# Knowledge Error Detection using K-means and Adaptive Clustering

## 1. Clustering positive entity vectors using k-means
- Attempt to k-means clustering with an entity vector of triples consisting of <entity, type, person>.
- A positive entity means that the entity is a person in the triple of <entity, type, person>.
    - (e.g. entity : 'Biden', 'Trump', ...)
- Find the maximum Euclidean distance between the centroid of each clusters and the elements included in the cluster.
- The maximum Euclidean distance obtained from each cluster means the radius $r$ of the cluster, and entities located between the radius from the centroid are classified as entities of the cluster.

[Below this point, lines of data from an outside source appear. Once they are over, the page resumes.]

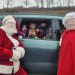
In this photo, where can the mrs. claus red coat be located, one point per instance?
(66, 63)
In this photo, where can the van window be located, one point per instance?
(44, 29)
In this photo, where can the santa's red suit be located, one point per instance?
(11, 49)
(66, 62)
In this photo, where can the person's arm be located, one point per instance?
(18, 52)
(4, 52)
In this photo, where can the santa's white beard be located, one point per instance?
(10, 31)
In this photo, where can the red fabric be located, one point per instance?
(20, 72)
(18, 27)
(66, 63)
(5, 46)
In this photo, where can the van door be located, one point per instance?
(41, 56)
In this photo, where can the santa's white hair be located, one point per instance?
(68, 19)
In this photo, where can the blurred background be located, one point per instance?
(53, 7)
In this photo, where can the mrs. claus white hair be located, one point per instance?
(69, 20)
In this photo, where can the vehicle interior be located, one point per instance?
(54, 27)
(41, 55)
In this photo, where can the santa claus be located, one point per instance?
(66, 63)
(11, 49)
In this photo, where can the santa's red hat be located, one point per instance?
(10, 18)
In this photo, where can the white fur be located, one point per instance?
(22, 51)
(60, 41)
(17, 54)
(4, 69)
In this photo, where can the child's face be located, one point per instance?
(24, 28)
(33, 26)
(43, 24)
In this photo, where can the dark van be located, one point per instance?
(41, 56)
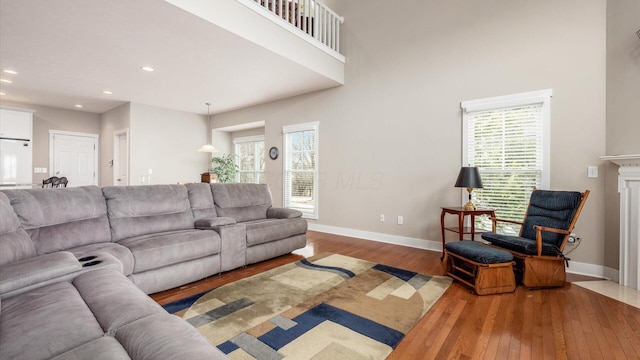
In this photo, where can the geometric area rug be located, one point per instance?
(328, 306)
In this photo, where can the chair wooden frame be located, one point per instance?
(485, 279)
(539, 270)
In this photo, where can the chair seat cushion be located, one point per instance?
(154, 251)
(520, 245)
(263, 231)
(479, 252)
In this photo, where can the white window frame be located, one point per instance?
(242, 140)
(286, 130)
(542, 97)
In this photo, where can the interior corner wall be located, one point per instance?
(111, 121)
(390, 138)
(47, 118)
(166, 141)
(623, 107)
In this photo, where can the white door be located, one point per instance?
(121, 158)
(75, 157)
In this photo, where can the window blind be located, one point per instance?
(508, 145)
(250, 154)
(301, 168)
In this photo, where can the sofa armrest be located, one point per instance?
(282, 213)
(210, 223)
(233, 250)
(38, 269)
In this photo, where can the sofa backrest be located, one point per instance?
(242, 202)
(15, 244)
(201, 200)
(61, 218)
(148, 209)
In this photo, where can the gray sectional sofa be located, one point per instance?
(75, 264)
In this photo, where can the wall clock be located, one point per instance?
(273, 153)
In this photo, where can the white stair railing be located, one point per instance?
(309, 16)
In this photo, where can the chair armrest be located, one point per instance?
(540, 229)
(209, 223)
(282, 213)
(495, 220)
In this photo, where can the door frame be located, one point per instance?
(116, 155)
(96, 147)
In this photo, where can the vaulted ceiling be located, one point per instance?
(68, 52)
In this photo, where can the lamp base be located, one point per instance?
(469, 206)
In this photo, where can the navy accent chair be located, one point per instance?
(538, 248)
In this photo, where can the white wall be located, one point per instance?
(47, 118)
(166, 141)
(114, 120)
(390, 138)
(623, 106)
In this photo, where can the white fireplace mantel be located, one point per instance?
(629, 189)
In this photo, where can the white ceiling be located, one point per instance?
(66, 52)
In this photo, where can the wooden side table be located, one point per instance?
(461, 229)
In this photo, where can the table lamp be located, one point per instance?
(469, 177)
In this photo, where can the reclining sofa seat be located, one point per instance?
(156, 224)
(264, 231)
(44, 231)
(100, 314)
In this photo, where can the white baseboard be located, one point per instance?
(385, 238)
(575, 267)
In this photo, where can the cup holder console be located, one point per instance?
(91, 263)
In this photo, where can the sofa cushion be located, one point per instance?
(15, 244)
(243, 202)
(263, 231)
(61, 218)
(162, 249)
(163, 337)
(37, 269)
(201, 200)
(114, 300)
(45, 322)
(104, 348)
(140, 210)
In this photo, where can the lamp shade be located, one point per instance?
(207, 148)
(469, 177)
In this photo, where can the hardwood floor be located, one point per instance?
(563, 323)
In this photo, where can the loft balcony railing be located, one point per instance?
(310, 19)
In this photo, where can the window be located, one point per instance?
(507, 138)
(250, 154)
(301, 168)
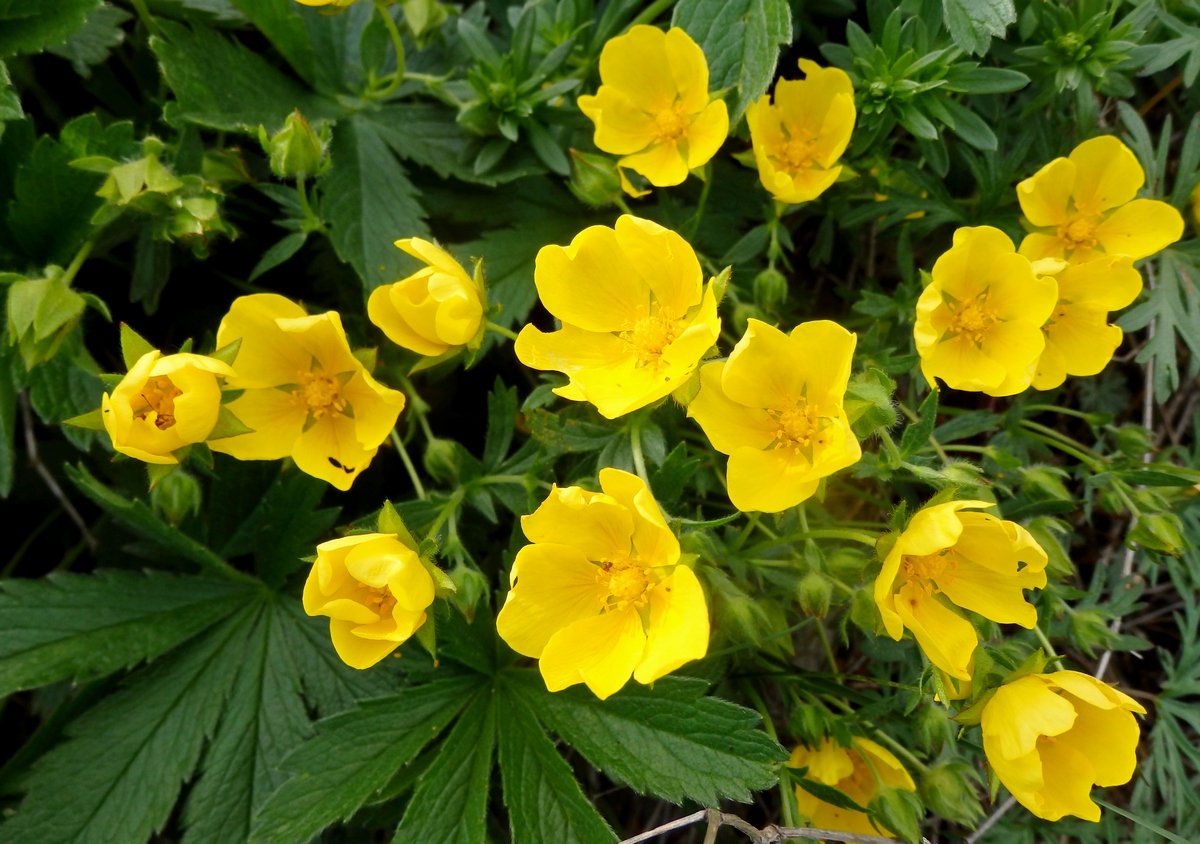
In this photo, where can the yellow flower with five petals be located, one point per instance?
(306, 395)
(979, 319)
(951, 555)
(635, 311)
(653, 106)
(601, 596)
(433, 310)
(375, 591)
(1085, 205)
(1050, 737)
(775, 407)
(798, 139)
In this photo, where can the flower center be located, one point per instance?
(628, 582)
(160, 396)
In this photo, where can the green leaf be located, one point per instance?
(370, 203)
(670, 741)
(973, 23)
(544, 798)
(119, 773)
(450, 802)
(33, 25)
(83, 627)
(354, 755)
(741, 40)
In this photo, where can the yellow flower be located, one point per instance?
(375, 591)
(601, 596)
(163, 403)
(435, 309)
(1050, 737)
(1079, 337)
(653, 106)
(979, 321)
(775, 408)
(971, 560)
(797, 141)
(636, 315)
(306, 395)
(1085, 205)
(850, 771)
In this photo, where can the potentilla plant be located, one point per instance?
(691, 413)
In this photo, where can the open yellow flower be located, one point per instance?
(979, 319)
(1051, 736)
(951, 555)
(798, 139)
(433, 310)
(775, 407)
(375, 591)
(306, 395)
(1079, 337)
(653, 105)
(162, 405)
(849, 771)
(1084, 207)
(635, 311)
(600, 596)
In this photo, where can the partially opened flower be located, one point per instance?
(653, 106)
(433, 310)
(635, 311)
(798, 139)
(951, 556)
(979, 319)
(306, 395)
(162, 405)
(600, 596)
(852, 771)
(375, 591)
(1084, 207)
(1050, 737)
(775, 407)
(1079, 337)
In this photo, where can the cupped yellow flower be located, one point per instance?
(306, 395)
(798, 139)
(1079, 337)
(600, 596)
(1084, 207)
(952, 556)
(850, 771)
(1050, 737)
(775, 407)
(375, 591)
(162, 405)
(635, 311)
(979, 319)
(433, 310)
(653, 105)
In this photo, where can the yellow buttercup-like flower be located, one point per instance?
(635, 311)
(798, 139)
(1084, 207)
(951, 555)
(375, 591)
(653, 106)
(775, 407)
(1079, 337)
(601, 596)
(1050, 737)
(162, 405)
(853, 772)
(979, 319)
(433, 310)
(306, 395)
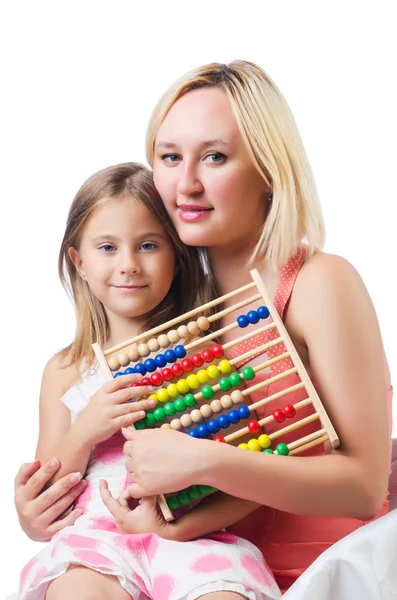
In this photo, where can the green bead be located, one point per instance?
(235, 379)
(173, 502)
(179, 405)
(150, 420)
(189, 400)
(169, 409)
(282, 449)
(248, 373)
(207, 392)
(159, 414)
(225, 384)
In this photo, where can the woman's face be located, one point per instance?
(203, 172)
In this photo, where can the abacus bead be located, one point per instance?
(248, 373)
(189, 400)
(213, 426)
(253, 317)
(196, 416)
(203, 323)
(183, 386)
(282, 449)
(153, 345)
(163, 340)
(216, 406)
(242, 321)
(289, 411)
(186, 421)
(207, 355)
(187, 365)
(160, 360)
(254, 445)
(197, 360)
(133, 353)
(237, 397)
(173, 336)
(167, 374)
(113, 363)
(225, 384)
(264, 441)
(278, 415)
(143, 350)
(193, 381)
(203, 376)
(207, 392)
(263, 312)
(180, 351)
(163, 395)
(123, 359)
(225, 366)
(183, 331)
(254, 426)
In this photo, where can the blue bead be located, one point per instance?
(242, 321)
(180, 351)
(243, 411)
(150, 364)
(213, 426)
(203, 430)
(223, 421)
(170, 356)
(263, 312)
(233, 416)
(160, 360)
(140, 368)
(252, 317)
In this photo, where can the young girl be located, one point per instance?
(127, 271)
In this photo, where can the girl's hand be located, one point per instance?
(111, 408)
(39, 510)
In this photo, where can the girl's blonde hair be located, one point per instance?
(271, 136)
(190, 285)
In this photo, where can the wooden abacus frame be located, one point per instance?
(194, 328)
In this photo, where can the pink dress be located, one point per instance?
(290, 543)
(146, 566)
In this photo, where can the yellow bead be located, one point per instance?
(163, 395)
(254, 445)
(173, 391)
(213, 372)
(193, 381)
(264, 441)
(202, 376)
(183, 386)
(225, 366)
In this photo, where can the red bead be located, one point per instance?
(177, 369)
(278, 415)
(217, 351)
(197, 360)
(187, 365)
(289, 411)
(157, 379)
(167, 374)
(207, 355)
(254, 426)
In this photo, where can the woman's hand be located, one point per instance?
(38, 510)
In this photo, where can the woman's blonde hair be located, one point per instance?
(271, 136)
(189, 286)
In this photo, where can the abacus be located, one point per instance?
(184, 390)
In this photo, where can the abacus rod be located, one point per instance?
(176, 320)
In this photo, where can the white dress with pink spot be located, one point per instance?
(146, 566)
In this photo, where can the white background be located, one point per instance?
(79, 81)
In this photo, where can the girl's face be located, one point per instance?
(126, 258)
(203, 172)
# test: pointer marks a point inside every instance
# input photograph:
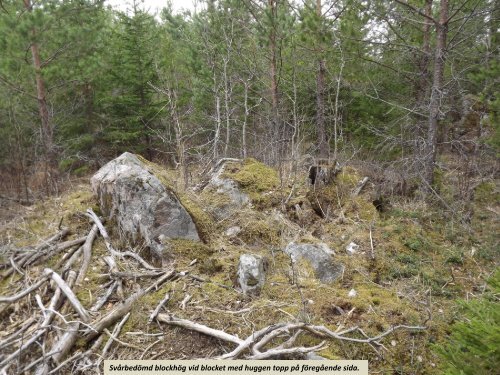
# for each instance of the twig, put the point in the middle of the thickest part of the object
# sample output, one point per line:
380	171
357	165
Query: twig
87	254
158	308
69	294
112	337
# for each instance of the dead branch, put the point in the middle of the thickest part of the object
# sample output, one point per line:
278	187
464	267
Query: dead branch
109	246
101	301
68	293
112	337
169	319
41	330
87	254
272	353
185	301
53	250
158	308
26	291
259	339
361	184
78	355
123	308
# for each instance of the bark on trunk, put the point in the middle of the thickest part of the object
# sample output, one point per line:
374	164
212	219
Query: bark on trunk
436	95
41	92
323	148
273	67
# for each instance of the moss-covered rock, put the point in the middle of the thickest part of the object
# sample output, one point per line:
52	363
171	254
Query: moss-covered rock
256	179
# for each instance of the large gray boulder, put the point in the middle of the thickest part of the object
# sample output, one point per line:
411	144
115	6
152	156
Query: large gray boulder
142	206
251	274
229	187
320	256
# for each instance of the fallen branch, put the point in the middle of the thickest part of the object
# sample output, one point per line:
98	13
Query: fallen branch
26	291
112	337
69	294
169	319
158	308
258	340
272	353
87	253
109	246
361	184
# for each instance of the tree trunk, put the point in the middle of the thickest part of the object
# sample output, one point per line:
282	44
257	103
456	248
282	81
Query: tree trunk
273	68
436	95
323	148
41	93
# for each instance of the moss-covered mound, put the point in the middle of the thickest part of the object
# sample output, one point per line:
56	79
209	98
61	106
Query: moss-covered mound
334	200
256	179
203	221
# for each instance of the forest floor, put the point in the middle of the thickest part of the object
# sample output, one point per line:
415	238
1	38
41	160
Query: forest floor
413	263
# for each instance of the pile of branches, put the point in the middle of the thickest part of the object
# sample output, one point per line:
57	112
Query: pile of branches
45	342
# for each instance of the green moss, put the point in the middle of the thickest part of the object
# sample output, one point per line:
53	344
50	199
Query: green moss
259	230
255	179
202	220
211	266
487	192
189	249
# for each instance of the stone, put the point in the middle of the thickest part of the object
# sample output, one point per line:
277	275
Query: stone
320	256
313	356
142	206
251	274
352	248
235	198
233	231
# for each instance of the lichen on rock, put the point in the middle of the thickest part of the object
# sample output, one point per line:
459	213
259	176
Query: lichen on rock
320	257
142	206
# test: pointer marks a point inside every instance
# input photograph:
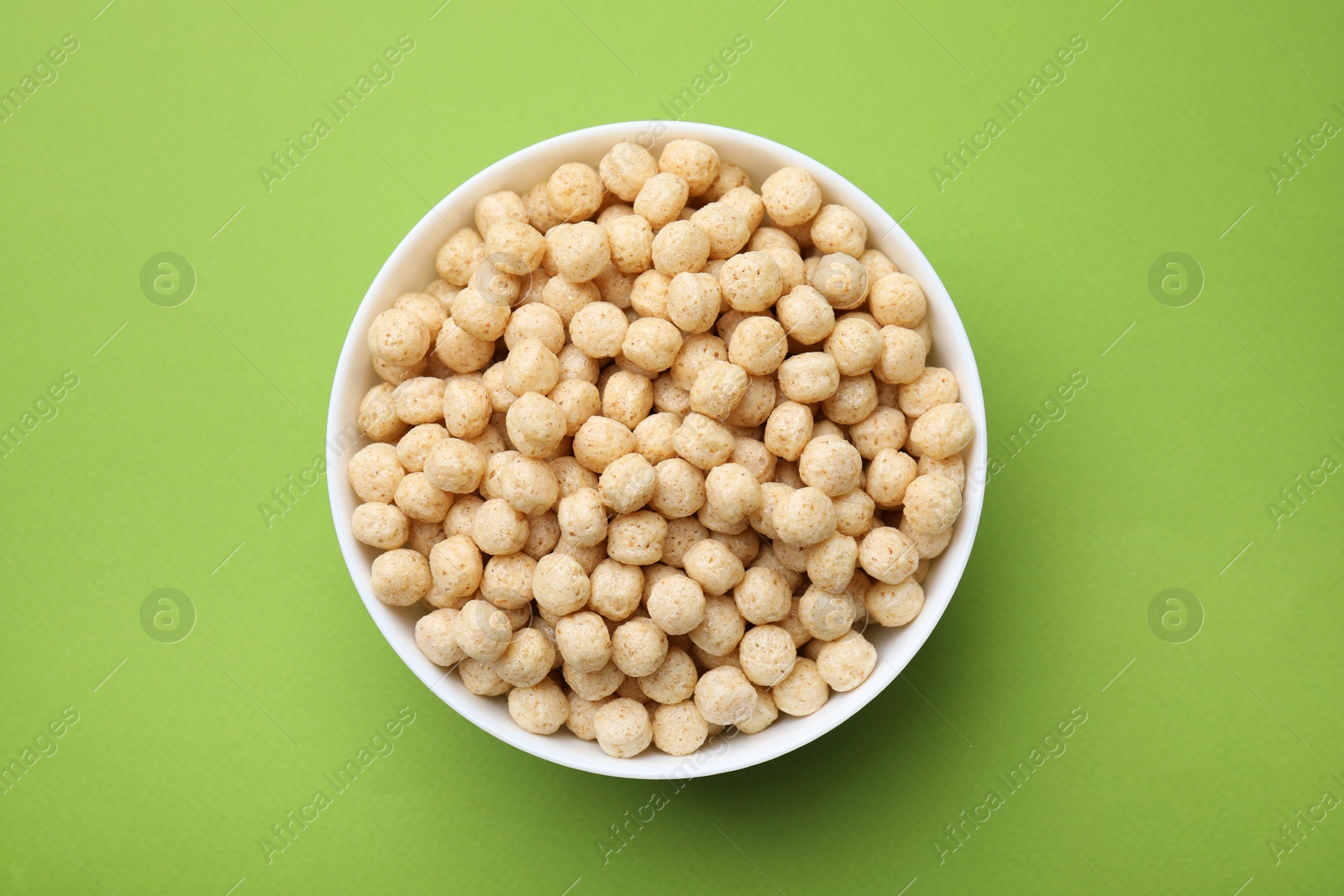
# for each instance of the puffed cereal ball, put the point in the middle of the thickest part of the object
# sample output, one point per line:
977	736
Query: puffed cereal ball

## 2. Apply the adaptive clustering method.
- Add the negative entity vector to the vector space clustered by the positive entity vector.
- A negative entity means that the entity is not a person in the triple of <entity, type, person>.
    - (e.g. entity : 'Titanic'(Film), 'New York'(City), ...)
- Negative vectors are included in the cluster by calculating the distance between each centroid of the cluster.
- Find the optimal $\delta $(0.6 ~ 1.0) that will maximize the $f1-score$ of each cluster.
- The $\delta $ is multiplied by the cluster radius $r$ to create a new cluster range $r'$.
    - $f1-score = \frac{2\times precision\times recall}{precision+recall}$
    - $precision = \frac{TP}{TP+FP}$
    - $recall = \frac{TP}{TP+FN}$
    - $TP(True Positive)$ = Number of positive entities included in the cluster  
    - $FP(False Positive)$ = Number of negative entities included in the cluster
    - $FN(False Negative)$ = The number of positive entities included in the cluster before the cluster range was adjusted but not included after the adjustment.  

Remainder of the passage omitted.